Notre souhait est maintenant de retrouver des descendants ou d’autres renseignements sur ces deux familles en Espagne ?
Grâce à David Ferrer de Sabadell, à qui j’adresse mes plus sincères remerciements, il a été possible de retrouver une fille de Pilar Calderó Larrey qui demeure à Terrassa et d’obtenir des photos de cette famille Aso Larrey et Calderó Larrey.
Concernant la famille Ortiz Montejo, c’est également David qui m’a fait connaître le triste destin de José Ortiz Giménez, déporté à Mauthausen, Gusen et gazé au château de Hartheim le 26/09/1941.

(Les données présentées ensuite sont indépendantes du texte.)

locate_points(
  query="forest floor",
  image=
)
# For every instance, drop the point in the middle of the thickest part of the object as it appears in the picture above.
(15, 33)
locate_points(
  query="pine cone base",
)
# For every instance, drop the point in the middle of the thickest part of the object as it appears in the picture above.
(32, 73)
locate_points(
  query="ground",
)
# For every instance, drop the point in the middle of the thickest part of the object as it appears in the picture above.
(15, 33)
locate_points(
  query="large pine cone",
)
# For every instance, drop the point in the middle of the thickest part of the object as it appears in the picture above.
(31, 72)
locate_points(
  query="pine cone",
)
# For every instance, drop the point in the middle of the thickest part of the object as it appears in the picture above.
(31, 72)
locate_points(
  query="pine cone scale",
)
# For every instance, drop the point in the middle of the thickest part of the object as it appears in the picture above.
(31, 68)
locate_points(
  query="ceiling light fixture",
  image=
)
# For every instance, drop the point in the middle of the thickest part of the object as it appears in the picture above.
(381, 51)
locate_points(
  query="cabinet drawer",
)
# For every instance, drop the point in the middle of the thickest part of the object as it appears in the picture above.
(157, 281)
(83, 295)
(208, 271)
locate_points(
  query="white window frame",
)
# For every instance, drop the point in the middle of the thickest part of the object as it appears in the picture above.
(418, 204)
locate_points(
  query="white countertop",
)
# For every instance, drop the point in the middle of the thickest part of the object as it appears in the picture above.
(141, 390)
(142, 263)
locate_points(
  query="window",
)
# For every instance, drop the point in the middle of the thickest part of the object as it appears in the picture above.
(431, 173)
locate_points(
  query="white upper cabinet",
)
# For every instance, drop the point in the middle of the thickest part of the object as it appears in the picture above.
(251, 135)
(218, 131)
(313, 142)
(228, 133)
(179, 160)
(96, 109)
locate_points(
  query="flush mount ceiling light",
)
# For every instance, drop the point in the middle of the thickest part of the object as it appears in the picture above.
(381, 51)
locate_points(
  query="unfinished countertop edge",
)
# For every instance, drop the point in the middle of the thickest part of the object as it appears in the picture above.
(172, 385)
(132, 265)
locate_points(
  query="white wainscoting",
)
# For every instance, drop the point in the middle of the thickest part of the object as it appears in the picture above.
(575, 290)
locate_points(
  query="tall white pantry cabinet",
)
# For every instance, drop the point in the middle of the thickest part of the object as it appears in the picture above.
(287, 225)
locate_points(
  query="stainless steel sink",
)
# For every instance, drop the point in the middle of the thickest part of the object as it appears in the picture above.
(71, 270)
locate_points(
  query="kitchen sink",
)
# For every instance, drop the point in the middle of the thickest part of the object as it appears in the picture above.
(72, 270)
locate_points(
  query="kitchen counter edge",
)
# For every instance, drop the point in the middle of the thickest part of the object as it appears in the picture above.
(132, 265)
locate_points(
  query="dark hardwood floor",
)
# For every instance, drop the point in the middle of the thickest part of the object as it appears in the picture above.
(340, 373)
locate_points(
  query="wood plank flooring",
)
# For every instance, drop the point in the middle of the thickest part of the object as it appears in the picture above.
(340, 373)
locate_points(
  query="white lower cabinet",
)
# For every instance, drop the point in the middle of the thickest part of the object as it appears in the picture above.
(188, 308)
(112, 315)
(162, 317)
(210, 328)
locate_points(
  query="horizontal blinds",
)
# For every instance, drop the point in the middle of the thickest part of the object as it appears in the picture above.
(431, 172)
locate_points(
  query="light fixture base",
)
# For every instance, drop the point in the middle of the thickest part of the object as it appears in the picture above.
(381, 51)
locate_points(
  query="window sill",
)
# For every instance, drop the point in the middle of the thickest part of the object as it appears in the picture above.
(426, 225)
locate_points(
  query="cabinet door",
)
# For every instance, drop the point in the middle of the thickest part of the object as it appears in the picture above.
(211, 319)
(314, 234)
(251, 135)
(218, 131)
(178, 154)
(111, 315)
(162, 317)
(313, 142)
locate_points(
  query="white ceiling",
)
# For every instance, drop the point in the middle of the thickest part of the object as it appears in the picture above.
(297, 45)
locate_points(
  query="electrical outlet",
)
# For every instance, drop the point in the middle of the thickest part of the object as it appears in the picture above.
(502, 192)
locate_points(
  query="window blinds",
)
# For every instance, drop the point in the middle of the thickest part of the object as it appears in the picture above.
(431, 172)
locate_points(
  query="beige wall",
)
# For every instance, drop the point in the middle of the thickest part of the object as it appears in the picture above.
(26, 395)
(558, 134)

David est professeur et historien. Il a écrit en 2010 le livre “Recuerda”: Españoles en la masacre de Oradour-sur-Glane ou l’histoire des 19 réfugiés républicains espagnols assassinés dans ce village martyr le 10 juin 1944 par la division SS Das Reich. Il a fait corriger les erreurs incluses dans les noms des victimes espagnoles. En 2020, David a retrouvé la 643e victime de ce massacre qui se nomme Ramona Domínguez Gil originaire de la province de Zaragoza.
Premier message de remerciements du 26/04/2023 de Pilar Bretones, la fille de Pilar Calderó Larrey : ” Sra Claudine, Muchas gracias por todo, la verdad que ha sido muy emotivo tener información de estas vivencias de mi madre y mi abuela, me ha hecho muy feliz. Como le hice saber al Sr David (Ferrer Revull) estoy muy agradecida ya que con personas como ustedes implicadas con la historia nos acercan más a nuestras raices y mantienen la historia viva sin que caiga en el olvido. Reciba un cordial saludo”.
Traduction proposée : Claudine, Merci beaucoup pour tout, la vérité est que cela a été très émouvant d’avoir des informations sur les expériences vécues par ma mère et ma grand-mère, cela m’a fait très plaisir. Comme je l’ai fait savoir à M. David (Ferrer Revull) je vous suis très reconnaissante car avec des personnes comme vous impliquées dans l’histoire, vous nous rapprochez de nos racines et faites vivre l’histoire sans qu’elle ne tombe dans l’oubli. Cordiales salutations.
Deuxième message de remerciements du 27/04/2023 de Pilar Bretones, la fille de Pilar Calderó Larrey : ” Muchas gracias. La verdad que ni en sueños se podrían haber imaginado que su nieta y bisnieta la podrían ver en una página por internet leyendo parte de su historia tan sumamente interesante. Me reitero en darle las gracias por su labor.”
Traduction proposée : Merci beaucoup. La vérité est que même en rêve, l’on n’aurait pas pu imaginer que leurs petite-fille et arrière-petite-fille puissent la voir sur une page Internet et lire une partie de son histoire extrêmement intéressante. Je réitère mes remerciements pour votre travail.